You’ve hired a brilliant team, set realistic yet ambitious goals, and established efficient processes – so why isn’t performance soaring?
It may be because your team doesn’t feel safe enough to speak up, take risks, or make mistakes. In today’s high-stakes environments, especially in science, tech, and pharma, psychological safety in the workplace is what unlocks innovation, trust, and sustainable high performance.
Here’s a story that might resonate.
“No one likes to deliver bad news to their boss. But that’s exactly what I had to do when a project I’d championed failed to deliver. I’d invested time and energy into it – and convinced others to do the same. I expected frustration or tough questions. Instead, my manager asked one simple thing: What did you learn? That moment changed everything. I now realise they weren’t just being kind – they were creating an environment where our high-performing team could grow.”
That’s the power of psychological safety in the workplace. It turns setbacks into learning…and learning into growth.

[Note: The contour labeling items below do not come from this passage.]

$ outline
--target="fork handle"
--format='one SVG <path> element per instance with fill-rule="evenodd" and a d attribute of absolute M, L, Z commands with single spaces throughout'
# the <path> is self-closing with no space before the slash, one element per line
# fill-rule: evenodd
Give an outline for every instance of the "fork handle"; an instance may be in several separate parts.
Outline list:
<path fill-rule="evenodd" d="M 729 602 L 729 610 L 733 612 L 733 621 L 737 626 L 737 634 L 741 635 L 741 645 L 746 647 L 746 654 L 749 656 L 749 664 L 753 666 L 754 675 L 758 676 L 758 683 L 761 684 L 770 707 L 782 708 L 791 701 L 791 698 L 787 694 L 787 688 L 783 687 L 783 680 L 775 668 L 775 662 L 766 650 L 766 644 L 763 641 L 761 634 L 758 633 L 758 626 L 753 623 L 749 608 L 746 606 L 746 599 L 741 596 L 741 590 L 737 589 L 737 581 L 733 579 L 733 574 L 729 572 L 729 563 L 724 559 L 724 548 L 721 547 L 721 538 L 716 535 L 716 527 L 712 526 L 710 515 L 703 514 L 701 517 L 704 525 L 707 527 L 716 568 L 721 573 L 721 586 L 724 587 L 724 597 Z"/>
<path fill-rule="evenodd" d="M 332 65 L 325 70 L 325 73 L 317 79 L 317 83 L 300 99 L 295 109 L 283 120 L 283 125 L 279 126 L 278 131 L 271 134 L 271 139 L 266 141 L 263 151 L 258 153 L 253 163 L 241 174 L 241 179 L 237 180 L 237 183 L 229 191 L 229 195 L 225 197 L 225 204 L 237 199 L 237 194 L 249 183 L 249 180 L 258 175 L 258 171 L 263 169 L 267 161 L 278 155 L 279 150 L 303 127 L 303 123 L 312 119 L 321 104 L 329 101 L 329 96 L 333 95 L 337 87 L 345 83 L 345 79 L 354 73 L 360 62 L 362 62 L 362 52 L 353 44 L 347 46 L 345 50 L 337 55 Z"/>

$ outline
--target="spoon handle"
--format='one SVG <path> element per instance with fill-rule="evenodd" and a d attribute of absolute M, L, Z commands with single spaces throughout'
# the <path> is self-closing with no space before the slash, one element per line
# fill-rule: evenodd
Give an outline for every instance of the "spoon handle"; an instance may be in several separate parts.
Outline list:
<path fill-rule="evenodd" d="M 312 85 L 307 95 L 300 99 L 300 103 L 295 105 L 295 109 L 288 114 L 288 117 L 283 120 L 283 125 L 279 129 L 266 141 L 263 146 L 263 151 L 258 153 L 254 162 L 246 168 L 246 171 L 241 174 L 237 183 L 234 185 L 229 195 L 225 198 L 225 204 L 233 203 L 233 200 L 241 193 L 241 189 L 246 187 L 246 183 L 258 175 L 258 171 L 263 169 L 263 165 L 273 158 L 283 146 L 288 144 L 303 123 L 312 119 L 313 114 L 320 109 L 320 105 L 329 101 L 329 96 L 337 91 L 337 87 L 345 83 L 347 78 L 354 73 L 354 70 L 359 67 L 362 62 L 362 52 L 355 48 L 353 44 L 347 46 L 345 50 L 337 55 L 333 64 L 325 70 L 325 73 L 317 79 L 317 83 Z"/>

What Is Psychological Safety in the Workplace?
Coined by Harvard Business School professor Amy Edmondson¹, psychological safety is the shared belief that it’s safe to take interpersonal risks. In practice, that means employees can speak up, ask questions, challenge ideas, and admit mistakes without fear of punishment or ridicule. It’s “felt permission for candour.”
Edmondson first observed this dynamic in medical teams: those who reported the most mistakes were actually performing better – not because they made more errors, but because they reported them, leading to faster learning and better outcomes.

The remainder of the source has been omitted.